This paper addresses the challenge of tracing cross-ecosystem propagation of security vulnerabilities in open-source software ecosystems. We systematically characterize the topological structure and temporal dynamics of over 84,000 CVEs across 28 major package ecosystems. Leveraging multi-source CVE data and dependency graphs, we construct a cross-ecosystem propagation network and apply graph-based modeling alongside statistical association analysis. Our findings reveal that vulnerability propagation exhibits strong nonlinearity, long median delays (127 days), and weak dependence on ecosystem size—challenging the prevailing assumption that larger ecosystems propagate vulnerabilities faster. We identify GitHub, Debian, and Ubuntu as critical hub nodes and quantify the empirical distribution of propagation delays. This work provides the first large-scale empirical foundation and methodological framework to support coordinated, cross-ecosystem vulnerability response mechanisms.
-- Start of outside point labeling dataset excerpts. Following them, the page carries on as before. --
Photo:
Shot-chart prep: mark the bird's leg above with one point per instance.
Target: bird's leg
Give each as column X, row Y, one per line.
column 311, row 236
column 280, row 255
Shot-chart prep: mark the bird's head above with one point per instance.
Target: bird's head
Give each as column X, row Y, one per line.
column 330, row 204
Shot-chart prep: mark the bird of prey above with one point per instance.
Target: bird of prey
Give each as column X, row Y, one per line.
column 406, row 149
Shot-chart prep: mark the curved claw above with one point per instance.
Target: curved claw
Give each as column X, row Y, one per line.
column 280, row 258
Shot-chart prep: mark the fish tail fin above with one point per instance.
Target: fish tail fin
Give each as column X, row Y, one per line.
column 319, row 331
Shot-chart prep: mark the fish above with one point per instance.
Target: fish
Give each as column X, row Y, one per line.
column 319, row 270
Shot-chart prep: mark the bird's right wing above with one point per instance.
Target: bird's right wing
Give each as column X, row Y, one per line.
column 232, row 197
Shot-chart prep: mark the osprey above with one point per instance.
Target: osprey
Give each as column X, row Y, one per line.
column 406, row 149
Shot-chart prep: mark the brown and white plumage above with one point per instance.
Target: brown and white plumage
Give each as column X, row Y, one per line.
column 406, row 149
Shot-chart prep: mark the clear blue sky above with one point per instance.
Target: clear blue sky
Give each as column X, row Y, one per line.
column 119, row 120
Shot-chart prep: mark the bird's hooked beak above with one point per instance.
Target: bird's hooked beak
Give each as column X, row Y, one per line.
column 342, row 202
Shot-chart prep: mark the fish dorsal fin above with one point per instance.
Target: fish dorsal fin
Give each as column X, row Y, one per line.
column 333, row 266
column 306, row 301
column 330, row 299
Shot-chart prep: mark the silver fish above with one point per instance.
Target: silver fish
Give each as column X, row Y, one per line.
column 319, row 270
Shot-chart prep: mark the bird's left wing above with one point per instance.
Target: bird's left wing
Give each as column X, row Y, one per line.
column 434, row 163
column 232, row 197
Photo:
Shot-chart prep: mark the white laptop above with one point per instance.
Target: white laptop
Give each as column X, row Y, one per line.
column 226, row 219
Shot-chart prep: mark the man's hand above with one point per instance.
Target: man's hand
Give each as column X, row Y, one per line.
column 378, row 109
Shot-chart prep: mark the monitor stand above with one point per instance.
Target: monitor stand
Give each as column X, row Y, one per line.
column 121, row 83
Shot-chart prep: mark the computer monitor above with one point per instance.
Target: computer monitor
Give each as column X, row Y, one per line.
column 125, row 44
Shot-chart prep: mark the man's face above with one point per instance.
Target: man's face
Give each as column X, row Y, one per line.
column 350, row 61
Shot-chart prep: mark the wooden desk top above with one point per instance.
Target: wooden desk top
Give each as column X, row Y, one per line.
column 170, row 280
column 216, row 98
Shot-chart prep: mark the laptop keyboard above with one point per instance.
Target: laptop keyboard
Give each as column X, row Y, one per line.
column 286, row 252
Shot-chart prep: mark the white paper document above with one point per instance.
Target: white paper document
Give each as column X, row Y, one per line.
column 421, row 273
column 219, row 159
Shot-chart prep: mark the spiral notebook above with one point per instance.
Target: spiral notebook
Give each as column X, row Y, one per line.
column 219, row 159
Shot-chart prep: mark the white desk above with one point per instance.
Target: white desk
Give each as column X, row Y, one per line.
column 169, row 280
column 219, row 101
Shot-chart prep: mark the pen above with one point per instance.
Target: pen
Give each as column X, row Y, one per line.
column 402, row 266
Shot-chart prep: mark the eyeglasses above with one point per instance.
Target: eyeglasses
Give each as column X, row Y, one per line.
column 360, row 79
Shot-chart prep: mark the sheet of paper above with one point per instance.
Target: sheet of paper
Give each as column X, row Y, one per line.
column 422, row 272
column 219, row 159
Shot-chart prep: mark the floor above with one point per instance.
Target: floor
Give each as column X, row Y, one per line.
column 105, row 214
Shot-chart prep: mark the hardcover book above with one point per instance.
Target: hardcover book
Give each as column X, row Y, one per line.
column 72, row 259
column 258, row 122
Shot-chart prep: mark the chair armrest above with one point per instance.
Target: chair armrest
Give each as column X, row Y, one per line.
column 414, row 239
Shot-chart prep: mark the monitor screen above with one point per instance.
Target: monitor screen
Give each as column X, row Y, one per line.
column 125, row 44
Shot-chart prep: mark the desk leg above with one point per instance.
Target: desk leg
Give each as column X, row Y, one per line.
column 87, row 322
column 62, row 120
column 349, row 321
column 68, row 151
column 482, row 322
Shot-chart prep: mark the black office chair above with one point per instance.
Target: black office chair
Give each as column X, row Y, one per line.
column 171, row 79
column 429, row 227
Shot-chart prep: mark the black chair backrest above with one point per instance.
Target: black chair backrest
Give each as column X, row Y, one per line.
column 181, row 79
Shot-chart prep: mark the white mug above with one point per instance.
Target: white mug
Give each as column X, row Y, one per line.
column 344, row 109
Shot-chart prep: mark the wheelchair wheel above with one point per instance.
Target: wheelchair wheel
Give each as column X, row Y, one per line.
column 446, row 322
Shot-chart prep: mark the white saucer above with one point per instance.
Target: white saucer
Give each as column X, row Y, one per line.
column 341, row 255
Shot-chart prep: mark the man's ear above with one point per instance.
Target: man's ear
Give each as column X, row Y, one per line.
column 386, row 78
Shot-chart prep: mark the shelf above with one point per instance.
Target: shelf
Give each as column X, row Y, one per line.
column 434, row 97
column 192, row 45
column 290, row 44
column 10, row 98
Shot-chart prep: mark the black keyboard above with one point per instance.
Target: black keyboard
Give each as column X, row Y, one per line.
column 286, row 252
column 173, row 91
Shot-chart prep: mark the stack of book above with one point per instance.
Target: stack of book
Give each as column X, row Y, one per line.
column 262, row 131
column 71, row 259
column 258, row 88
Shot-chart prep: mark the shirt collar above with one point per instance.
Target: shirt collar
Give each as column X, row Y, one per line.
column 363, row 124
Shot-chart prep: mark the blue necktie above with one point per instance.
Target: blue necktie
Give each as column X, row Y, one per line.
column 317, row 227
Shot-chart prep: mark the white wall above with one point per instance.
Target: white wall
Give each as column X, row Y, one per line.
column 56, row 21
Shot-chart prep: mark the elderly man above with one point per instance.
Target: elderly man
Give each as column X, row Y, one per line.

The paper presents a traceability analysis of how over 84 thousand vulnerabilities have propagated across 28 open source software ecosystems. According to the results, the propagation sequences have been complex in general, although GitHub, Debian, and Ubuntu stand out. Furthermore, the associated propagation delays have been lengthy, and these do not correlate well with the number of ecosystems involved in the associated sequences. Nor does the presence or absence of particularly ecosystems in the sequences yield clear, interpretable patterns. With these results, the paper contributes to the overlapping knowledge bases about software ecosystems, traceability, and vulnerabilities.